Richards John T, O'Hara Nathan N, Healy Kathleen, Zingas Nicolas, McKibben Natasha, Benzel Caroline, Slobogean Gerard P, O'Toole Robert V, Sciadini Marcus F
Department of Orthopaedics, R Adams Cowley Shock Trauma Center, University of Maryland School of Medicine, Baltimore, MD, USA.
Author's name insert query plzJ. T. Richards is an employee of the US Government. This work was prepared as part of their official duties. Title 17 U.S.C.§105 provides that "Copyright protection under this title is not available for any work of the United States Government." Title 17 U.S.C. §101 defined a US Government work as a work prepared by a military service member or employees of the US Government as part of that person's official duties. The opinions or assertions contained in this paper are the private views of the authors and are not to be construed as reflecting the views, policy or positions of the Department of the Navy, Department of Defense nor the US Government.

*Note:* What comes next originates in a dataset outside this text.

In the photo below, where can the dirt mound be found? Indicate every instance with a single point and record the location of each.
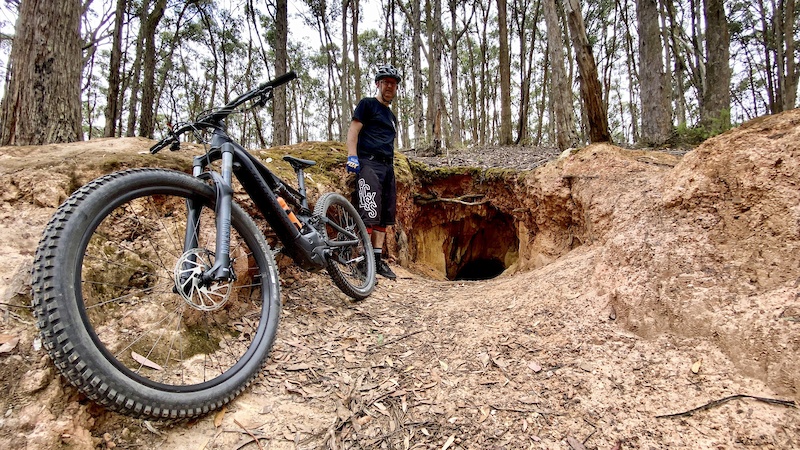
(645, 284)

Geriatr Orthop Surg Rehabil. 2024 Feb 28;15:21514593241236647. doi: 10.1177/21514593241236647. eCollection 2024.
When considering treatment options for geriatric patients with lower extremity fractures, little is known about which outcomes are prioritized by patients. This study aimed to determine the patient preferences for outcomes after a geriatric lower extremity fracture.
We administered a discrete choice experiment survey to 150 patients who were at least 60 years of age and treated for a lower extremity fracture at a Level I trauma center. The discrete choice experiment presented study participants with 8 sets of hypothetical outcome comparisons, including joint preservation (yes or no), risk of reoperation at 6 months and 24 months, postoperative weightbearing status, disposition, and function as measured by return to baseline walking distance. We estimated the relative importance of these potential outcomes using multinomial logit modeling.
The strongest patient preference was for maintained function after treatment (59%, < .001), followed by reoperation within 6 months (12%, < .001). Although patients generally favored joint preservation, patients were willing to change their preference in favor of joint replacement if it increased function (walking distance) by 13% (SE, 66%). Reducing the short-term reoperation risk (12%, < .001) was more important to patients than reducing long-term reoperation risk (4%, = .33). Disposition and weightbearing status were lesser priorities to patients (9%, < .001 and 7%, < .001, respectively).
After a lower extremity fracture, geriatric patients prioritized maintained walking function. Avoiding short-term reoperation was more important than avoiding long-term reoperation. Joint preservation through fracture fixation was the preferred treatment of geriatric patients unless arthroplasty or arthrodesis provides a meaningful functional benefit. Hospital disposition and postoperative weightbearing status were less important to patients than the other included outcomes.
Geriatric patients strongly prioritize function over other outcomes after a lower extremity fracture.
在考虑老年下肢骨折患者的治疗方案时,对于患者优先考虑哪些治疗结果知之甚少。本研究旨在确定老年下肢骨折患者对治疗结果的偏好。
我们对150名年龄至少60岁且在一级创伤中心接受下肢骨折治疗的患者进行了离散选择实验调查。离散选择实验向研究参与者展示了8组假设的治疗结果比较,包括关节保留(是或否)、6个月和24个月时再次手术的风险、术后负重状态、出院安排以及通过恢复到基线步行距离来衡量的功能。我们使用多项logit模型估计这些潜在治疗结果的相对重要性。
患者最强烈的偏好是治疗后保持功能(59%,P <.001),其次是6个月内再次手术(12%,P <.001)。尽管患者总体上倾向于保留关节,但如果关节置换能使功能(步行距离)提高13%(标准误,66%),患者愿意改变偏好选择关节置换。降低短期再次手术风险(12%,P <.001)对患者来说比降低长期再次手术风险(4%,P =.33)更重要。出院安排和负重状态对患者来说优先级较低(分别为9%,P <.001和7%,P <.001)。
下肢骨折后,老年患者将保持步行功能列为首要考虑因素。避免短期再次手术比避免长期再次手术更重要。除非关节成形术或关节融合术能提供显著的功能益处,通过骨折固定保留关节是老年患者的首选治疗方法。医院出院安排和术后负重状态对患者来说不如其他纳入的治疗结果重要。
老年下肢骨折患者在功能方面的优先级明显高于其他治疗结果。